CG2

Fixed Effects Estimation Software

Experienced users can skip directly to the Downloads/HowTo Section

Overview

CG2 is a package of Fortran 90 and SAS programs that estimate non-nested 2 component fixed effect models.  The programs have been successfully compiled and tested on multiple *nix platforms (IA32 (SuSe and Redhat Linux), Itanium (SuSe Linux), and Sparc (Solaris)), but the code should work fine on other platforms as well (ie. IA32 (Windows)).

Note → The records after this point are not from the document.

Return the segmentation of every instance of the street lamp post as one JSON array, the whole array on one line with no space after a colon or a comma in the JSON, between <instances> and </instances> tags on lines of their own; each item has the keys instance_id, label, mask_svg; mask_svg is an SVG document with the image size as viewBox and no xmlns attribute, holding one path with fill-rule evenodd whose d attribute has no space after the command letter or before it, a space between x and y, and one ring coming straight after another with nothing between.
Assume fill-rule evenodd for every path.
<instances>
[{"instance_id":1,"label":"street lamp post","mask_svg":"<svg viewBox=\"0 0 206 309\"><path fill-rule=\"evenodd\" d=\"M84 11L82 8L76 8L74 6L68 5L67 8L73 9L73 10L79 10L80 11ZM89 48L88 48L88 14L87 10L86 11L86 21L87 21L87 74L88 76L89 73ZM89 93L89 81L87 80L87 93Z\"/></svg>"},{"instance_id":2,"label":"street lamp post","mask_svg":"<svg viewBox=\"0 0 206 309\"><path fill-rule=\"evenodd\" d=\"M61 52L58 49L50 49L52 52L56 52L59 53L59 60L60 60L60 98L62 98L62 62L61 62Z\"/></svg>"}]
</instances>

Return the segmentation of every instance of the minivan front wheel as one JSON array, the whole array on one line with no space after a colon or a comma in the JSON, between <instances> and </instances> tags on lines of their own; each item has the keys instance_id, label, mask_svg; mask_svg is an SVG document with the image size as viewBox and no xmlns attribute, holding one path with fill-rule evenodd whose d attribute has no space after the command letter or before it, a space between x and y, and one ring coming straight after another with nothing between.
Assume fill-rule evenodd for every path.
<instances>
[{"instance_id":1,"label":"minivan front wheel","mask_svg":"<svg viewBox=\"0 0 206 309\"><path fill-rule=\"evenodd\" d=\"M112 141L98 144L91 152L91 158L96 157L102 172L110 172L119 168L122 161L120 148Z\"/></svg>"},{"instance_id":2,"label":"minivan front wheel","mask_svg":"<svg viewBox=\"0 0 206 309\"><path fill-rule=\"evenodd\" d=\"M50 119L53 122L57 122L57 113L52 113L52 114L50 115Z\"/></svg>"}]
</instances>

A port to Stata is maintained by Amine Ouzad and available on this site as well (see the Stata branch in the repository).

The estimation algorithms were developed to solve large-scale fixed person and firm effect wage models.  In the typical scenario, a person's earnings and place of employment are observed over time, with mobility of persons across firms.  This mobility or "connectedness" of persons enables the estimation of the model, although for problems with millions of persons and firms, obtaining results require a substantial amount of computing power.  For users with large problems to solve, the main constraint will be acquiring a computing platform with sufficient  physical memory or RAM.  For example, the largest problem we have solved required 137GB of physical memory and took zzzz hours of CPU time on a Sun Fire 12k server.  However, this does not imply that CG2 is inefficient, since no known software can solve the same size problem using fewer system resources.  To  further reduce single system image memory requirements, a cluster aware version of CG2 is under development.

If you need additional information, please see the References section below.

Acknowledgements

John Abowd, Robert Creecy, Kevin McKinney, and Lars Vilhuber.  Census Bureau and the rest of the LEHD staff.

Getting Started

In order to use the CG2 package, certain basic software must be available on a current *nix platform (The software will likely port to Windows just fine, but we have not devoted time to testing this assertion.  If anyone succeeds in using this software on IA32 Windows, please let us know and we will post the information here).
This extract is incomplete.